Saint Agnes was favored with abundant mystical graces and the gift of working miracles. Even the infernal spirits were obliged to obey her.
Newsroom (21/04/2022 08:47, Gaudium Press) In the life of Agnes of Montepulciano, the call of God did not delay in making itself heard, to the point that several candles lit with divine flames appeared prodigiously in the room where she was born. They announced the great mission of this girl.
Vocation proven since childhood
Already at the age of four, Ines knew how to pray the Our Father and the Hail Mary, often preferring to abandon her childish games to converse with God in some secluded corner of the garden. Attracted by a voice that whispered deep in her heart, even before she was ten years old she felt the desire to embrace religious life.
Early on, however, the struggles and trials began: when she expressed these good wishes to her parents, they tried in every way to dissuade her.
It so happened that one day, while passing by a hill near the walls of Montepulciano, Agnes was violently attacked by a flock of demons who, taking the form of crows, cawed with fury and stabbed her on the head with their claws and beaks. There was a house of perdition there, which would later be torn down and replaced by a house of Christ’s wives founded by the Saint, and the infernal spirits seemed to foresee the harm this would bring them.
Her parents were greatly concerned by this unusual episode, after which the girl categorically presented God’s plans for her, informing them that similar events would happen if they continued to oppose the fulfillment of her vocation.
Fearful, they had no choice but to surrender to the designs from on high: they gave their daughter to the religious life, letting her enter the monastery of the “Sisters of the Sack”, so called because, out of humility, they wore a scapular made of this coarse cloth.
Fervent prayer and observance of the rule
An excellent executioner of the rule, always cheerful and without showing fatigue, the little nun fasted, prayed, and did penance, serving as an angelic example to her sisters of vocation, who marveled at such a high degree of fervor and virtue. Her earnestness and continuous progress toward perfection amazed even the most observant.
Having been blessed with countless mystical graces, her prayer life was one of continuous ecstasy.
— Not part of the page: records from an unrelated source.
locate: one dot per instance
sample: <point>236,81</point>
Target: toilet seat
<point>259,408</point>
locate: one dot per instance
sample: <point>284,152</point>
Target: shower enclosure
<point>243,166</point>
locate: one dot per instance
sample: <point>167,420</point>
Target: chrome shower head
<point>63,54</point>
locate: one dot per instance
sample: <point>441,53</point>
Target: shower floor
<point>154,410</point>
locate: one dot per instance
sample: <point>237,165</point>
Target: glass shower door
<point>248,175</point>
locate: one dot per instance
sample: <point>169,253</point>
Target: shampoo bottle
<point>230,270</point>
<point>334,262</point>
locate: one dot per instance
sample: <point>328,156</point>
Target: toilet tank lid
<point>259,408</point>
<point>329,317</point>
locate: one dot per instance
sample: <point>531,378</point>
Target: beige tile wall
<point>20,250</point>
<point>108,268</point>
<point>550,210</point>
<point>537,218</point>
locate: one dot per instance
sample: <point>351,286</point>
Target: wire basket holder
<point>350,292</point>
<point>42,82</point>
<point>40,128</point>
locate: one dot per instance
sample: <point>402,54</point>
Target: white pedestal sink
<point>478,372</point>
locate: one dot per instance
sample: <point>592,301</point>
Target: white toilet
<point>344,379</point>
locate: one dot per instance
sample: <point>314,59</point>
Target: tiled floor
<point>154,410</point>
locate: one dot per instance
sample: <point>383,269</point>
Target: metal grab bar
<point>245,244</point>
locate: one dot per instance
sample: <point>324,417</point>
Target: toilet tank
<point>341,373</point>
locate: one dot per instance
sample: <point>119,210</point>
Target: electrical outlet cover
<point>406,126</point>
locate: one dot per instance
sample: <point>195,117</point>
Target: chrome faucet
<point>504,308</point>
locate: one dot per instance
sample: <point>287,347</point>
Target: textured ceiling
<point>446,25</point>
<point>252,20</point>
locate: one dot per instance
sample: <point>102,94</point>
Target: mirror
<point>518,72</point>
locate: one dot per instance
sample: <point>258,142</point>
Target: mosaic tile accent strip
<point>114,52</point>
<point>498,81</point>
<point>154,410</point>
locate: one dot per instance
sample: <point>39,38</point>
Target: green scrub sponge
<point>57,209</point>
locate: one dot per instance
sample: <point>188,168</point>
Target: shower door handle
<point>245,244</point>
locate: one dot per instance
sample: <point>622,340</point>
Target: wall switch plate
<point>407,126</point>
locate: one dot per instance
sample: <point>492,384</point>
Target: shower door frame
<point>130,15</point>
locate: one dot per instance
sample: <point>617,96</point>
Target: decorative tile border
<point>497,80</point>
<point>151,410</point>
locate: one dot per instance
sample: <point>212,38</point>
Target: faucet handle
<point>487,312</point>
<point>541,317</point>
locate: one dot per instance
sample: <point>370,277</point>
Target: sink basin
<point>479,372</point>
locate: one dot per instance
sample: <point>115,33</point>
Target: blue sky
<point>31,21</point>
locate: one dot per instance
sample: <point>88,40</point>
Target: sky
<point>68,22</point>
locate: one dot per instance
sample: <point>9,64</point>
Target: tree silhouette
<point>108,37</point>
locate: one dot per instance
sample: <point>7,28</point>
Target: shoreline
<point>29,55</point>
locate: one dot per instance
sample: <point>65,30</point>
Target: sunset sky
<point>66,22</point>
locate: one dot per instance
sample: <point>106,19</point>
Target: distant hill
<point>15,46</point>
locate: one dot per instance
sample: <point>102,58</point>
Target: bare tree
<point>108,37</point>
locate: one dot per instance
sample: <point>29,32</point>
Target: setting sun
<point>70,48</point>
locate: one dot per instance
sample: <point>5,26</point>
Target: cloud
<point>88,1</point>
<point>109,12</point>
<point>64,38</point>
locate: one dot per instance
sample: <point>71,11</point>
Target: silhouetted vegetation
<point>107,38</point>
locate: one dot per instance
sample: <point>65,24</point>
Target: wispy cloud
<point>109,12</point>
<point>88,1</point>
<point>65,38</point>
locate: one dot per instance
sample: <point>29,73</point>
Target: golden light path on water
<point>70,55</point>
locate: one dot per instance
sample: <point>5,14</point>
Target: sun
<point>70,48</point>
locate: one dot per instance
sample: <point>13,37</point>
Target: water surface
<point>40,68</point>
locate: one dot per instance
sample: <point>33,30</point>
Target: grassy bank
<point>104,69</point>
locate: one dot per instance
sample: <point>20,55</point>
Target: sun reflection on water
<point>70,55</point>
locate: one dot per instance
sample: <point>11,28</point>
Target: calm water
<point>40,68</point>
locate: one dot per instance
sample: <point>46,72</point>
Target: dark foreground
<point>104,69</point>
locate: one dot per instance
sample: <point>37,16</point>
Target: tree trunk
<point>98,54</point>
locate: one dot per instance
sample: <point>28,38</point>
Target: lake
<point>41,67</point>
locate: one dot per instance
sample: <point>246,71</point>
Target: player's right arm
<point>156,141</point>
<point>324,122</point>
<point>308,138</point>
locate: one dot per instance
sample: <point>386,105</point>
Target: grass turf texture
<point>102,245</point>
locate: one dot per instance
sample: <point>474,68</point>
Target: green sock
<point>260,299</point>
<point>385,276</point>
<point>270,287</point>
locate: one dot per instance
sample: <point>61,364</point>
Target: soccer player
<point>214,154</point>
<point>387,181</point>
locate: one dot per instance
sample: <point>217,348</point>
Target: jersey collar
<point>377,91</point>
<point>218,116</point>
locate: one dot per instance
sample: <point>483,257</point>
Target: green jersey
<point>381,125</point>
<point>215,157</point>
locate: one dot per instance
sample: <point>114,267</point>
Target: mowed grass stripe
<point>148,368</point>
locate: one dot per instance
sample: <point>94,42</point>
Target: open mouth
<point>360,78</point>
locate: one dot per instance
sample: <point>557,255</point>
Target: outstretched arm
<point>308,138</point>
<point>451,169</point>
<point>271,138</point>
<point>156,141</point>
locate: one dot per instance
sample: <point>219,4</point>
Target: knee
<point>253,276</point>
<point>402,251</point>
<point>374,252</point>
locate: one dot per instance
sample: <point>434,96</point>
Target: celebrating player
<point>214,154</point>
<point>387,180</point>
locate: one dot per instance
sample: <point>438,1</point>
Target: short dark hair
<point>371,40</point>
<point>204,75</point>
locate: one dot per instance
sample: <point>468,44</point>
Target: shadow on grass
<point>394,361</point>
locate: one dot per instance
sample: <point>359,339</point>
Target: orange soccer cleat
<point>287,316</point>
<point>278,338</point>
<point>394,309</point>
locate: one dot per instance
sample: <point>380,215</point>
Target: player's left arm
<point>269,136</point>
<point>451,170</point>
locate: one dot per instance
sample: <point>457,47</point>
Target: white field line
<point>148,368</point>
During her spiritual conversations, she often went into prolonged levitations.
In the places where she knelt to pray, roses and lilies would usually sprout, which exhaled a unique perfume of pleasant odor.
Taken by supernatural phenomena, she could not hide from her sisters the flames of love for God that burned in her heart.
Many times, when the religious entered the chapel, they found her submerged in raptures, her cloak covered with a kind of soft manna.
And on the day she took her vows and received the veil, in Proceno, the chapel was filled with this same manna from Heaven, which fell in the form of little crosses, as if symbolizing the Crucified One’s acceptance of the self-offering made by his tender wife.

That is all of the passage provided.